*Fotoğraf: AA
Kasım 2020’den sonra yeniden merhaba.
Aradan geçen 20 aylık sürede COVID-19 olmamayı becerebildim. Kuşkusuz bu başarının ardından maske önleminden hiç vazgeçmemem ve mRNA aşıları yatıyor. Ama BA.5 Omicron varyantı kasıp kavururken ülke ve dünyayı aldığımız bireysel önlemler yetmiyor kendimizi korumaya. Zaten o nedenle sağlık toplumsal bir sorun ve bu nedenle kamu sağlık politikasını bireyin sırtına yıkmayan bir siyasi iktidara ihtiyacımız var.
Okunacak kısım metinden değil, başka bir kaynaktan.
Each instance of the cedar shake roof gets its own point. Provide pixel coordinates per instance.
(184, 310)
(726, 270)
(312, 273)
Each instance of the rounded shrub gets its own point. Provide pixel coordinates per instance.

O halde nerede kalmıştık diyerek “Korona Günlüğüm”e devam edeyim:
18 Temmuz: Bayramı vesile edip Karaburun ve Bozburun’a kaçmıştık insandan ve virüsten uzak birkaç gün geçirelim diye. Aslında tahmin ediyordum “Pazartesi Sendromu”nun tatil sonrası ağır geçeceğini. Ama bu kadar da olmaz ki... Kapalı gişe durumundayım ve hemen hepsi COVID. Anlaşılan yıkılıyor İstanbul. Burnumdan hiç düşmedi N95 maskesi ve bugün dördüncü kez mRNA (hatırlatma) aşımı da oldum ama bakalım bu yoğun virüs maruziyetine dayanabilecek miyim?
19 Temmuz: Yine yoğun bir gün, yine hemen tümüyle COVID hastası. Odamın kapısı hasta mahremiyetini bozmamak için kapalı ama pencerem hep açık ve elbette burnumda da sürekli N95...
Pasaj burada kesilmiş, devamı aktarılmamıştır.